Amelia dragged her gaze away from Cranleigh, who was now arguing with Calbourne and pointing at Edenham. Edenham was here as well? Amelia had just enough time to scowl in annoyance at Sophia before Penrith leaned down to help Dutton to his feet, and was shoved by Dutton into Edenham for his efforts. Edenham did not look pleased.
Neither did Dutton.
Neither did Penrith.
“Penrith, too?” Sophia said. “You
are
doing well, Lady Amelia. I thought he had the beginnings of an
affaire
started with Lady Paignton. You seem to have quite eclipsed her.”

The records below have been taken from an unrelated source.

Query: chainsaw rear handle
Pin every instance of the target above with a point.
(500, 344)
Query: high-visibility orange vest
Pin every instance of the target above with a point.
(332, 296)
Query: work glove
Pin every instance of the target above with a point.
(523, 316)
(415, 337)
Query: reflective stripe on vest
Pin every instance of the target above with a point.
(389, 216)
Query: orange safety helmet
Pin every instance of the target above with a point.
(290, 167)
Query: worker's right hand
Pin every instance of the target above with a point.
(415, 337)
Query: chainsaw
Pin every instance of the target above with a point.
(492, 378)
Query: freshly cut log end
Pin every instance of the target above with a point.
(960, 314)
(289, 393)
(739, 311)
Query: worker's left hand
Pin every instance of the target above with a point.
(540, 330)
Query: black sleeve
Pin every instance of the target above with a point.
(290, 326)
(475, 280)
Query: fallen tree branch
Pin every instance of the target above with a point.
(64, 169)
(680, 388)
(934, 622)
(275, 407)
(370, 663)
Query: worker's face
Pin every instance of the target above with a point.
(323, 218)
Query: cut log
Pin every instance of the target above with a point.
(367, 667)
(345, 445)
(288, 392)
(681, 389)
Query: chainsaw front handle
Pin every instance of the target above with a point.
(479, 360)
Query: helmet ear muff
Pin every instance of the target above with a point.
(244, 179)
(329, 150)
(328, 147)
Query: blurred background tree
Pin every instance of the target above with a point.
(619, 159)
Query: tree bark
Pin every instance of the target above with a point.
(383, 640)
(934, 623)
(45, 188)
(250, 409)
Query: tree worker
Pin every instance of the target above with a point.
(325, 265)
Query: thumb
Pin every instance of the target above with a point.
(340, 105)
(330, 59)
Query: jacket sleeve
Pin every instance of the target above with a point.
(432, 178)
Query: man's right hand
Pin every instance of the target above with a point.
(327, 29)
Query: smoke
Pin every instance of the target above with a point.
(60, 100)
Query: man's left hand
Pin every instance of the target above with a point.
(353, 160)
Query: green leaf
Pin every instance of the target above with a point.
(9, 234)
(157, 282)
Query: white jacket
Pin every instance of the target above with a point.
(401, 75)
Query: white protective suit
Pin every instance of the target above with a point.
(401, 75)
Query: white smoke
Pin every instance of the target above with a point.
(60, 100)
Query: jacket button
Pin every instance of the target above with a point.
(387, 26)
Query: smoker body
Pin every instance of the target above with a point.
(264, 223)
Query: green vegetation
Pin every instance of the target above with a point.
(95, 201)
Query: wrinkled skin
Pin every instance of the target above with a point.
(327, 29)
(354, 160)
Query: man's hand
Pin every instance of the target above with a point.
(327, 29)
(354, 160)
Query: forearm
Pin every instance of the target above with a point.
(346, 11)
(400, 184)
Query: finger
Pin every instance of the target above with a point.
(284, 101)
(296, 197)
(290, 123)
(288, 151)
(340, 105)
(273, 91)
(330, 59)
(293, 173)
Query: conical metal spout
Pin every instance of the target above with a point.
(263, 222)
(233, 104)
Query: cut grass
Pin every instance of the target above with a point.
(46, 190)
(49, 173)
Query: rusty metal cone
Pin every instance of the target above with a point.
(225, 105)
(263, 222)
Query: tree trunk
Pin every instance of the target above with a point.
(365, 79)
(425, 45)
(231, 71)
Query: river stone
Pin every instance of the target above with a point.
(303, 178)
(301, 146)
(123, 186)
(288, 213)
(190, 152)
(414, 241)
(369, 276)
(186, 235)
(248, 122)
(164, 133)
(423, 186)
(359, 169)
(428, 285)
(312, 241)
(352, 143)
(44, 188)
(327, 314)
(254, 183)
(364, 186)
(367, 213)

Amelia couldn’t help herself. She preened. Just a bit. If Lady Paignton were standing here, she’d snap her fingers in her face.
“I want to say again that I did nothing to encourage any of these gentlemen. I can’t think what’s got into everyone,” Amelia said. “All I did was talk to Calbourne. That’s all.”
Sophia’s dark brows rose in mock astonishment. Amelia was quite certain it was mock.
“That’s
all
? Darling, don’t think you can dissemble with me. I was there. Of course you only talked to him, no one thinks otherwise, but it is what you said to him that began all this. Once you had spoken honestly and clearly to one duke, did you not think that all the others wouldn’t demand the same? They are men, darling. They are not going to step aside and let another man take the field, as it were. Fighting is in their nature. Just look at Cranleigh if you require even more proof.”